RFR: Newer AMD 17h (EPYC) Processor family defaults

Sun Sep 3 16:42:42 UTC 2017

Hello Vladimir,

On Sat, Sep 2, 2017 at 11:25 PM, Vladimir Kozlov
<vladimir.kozlov at oracle.com> wrote:
> Hi Rohit,
>
> On 9/2/17 1:16 AM, Rohit Arul Raj wrote:
>>
>> Hello Vladimir,
>>
>>> Changes look good. Only question I have is about MaxVectorSize. It is set
>>> >
>>> 16 only in presence of AVX:
>>>
>>>
>>> http://hg.openjdk.java.net/jdk10/hs/hotspot/file/046eab27258f/src/cpu/x86/vm/vm_version_x86.cpp#l945
>>>
>>> Does that code works for AMD 17h too?
>>
>>
>> Thanks for pointing that out. Yes, the code works fine for AMD 17h. So
>> I have removed the surplus check for MaxVectorSize from my patch. I
>> have updated, re-tested and attached the patch.
>
>
> Which check you removed?
>

My older patch had the below mentioned check which was required on
JDK9 where the default MaxVectorSize was 64. It has been handled
better in openJDK10. So this check is not required anymore.
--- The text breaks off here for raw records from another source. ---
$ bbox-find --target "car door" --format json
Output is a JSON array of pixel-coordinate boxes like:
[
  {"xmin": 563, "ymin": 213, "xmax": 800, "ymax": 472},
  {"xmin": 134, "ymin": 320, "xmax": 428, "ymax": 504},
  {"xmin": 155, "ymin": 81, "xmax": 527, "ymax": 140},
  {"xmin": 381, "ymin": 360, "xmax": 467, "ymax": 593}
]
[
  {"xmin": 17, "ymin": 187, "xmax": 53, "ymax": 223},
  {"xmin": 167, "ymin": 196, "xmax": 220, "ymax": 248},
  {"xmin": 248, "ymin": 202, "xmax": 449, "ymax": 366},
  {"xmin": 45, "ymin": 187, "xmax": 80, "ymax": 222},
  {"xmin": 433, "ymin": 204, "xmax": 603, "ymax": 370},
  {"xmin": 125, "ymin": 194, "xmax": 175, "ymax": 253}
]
+    // Some defaults for AMD family 17h
+    if ( cpu_family() == 0x17 ) {
...
...
+      if (MaxVectorSize > 32) {
+        FLAG_SET_DEFAULT(MaxVectorSize, 32);
+      }
..
..
+      }

>>
>> I have one query regarding the setting of UseSHA flag:
>>
>> http://hg.openjdk.java.net/jdk10/hs/hotspot/file/046eab27258f/src/cpu/x86/vm/vm_version_x86.cpp#l821
>>
>> AMD 17h has support for SHA.
>> AMD 15h doesn't have  support for SHA. Still "UseSHA" flag gets
>> enabled for it based on the availability of BMI2 and AVX2. Is there an
>> underlying reason for this? I have handled this in the patch but just
>> wanted to confirm.
>
>
> It was done with next changes which use only AVX2 and BMI2 instructions to
> calculate SHA-256:
>
> http://hg.openjdk.java.net/jdk10/hs/hotspot/rev/6a17c49de974
>
> I don't know if AMD 15h supports these instructions and can execute that
> code. You need to test it.
>

Ok, got it. Since AMD15h has support for AVX2 and BMI2 instructions,
it should work.
Confirmed by running following sanity tests:
./hotspot/test/compiler/intrinsics/sha/sanity/TestSHA1Intrinsics.java
./hotspot/test/compiler/intrinsics/sha/sanity/TestSHA512Intrinsics.java
./hotspot/test/compiler/intrinsics/sha/sanity/TestSHA256Intrinsics.java

So I have removed those SHA checks from my patch too.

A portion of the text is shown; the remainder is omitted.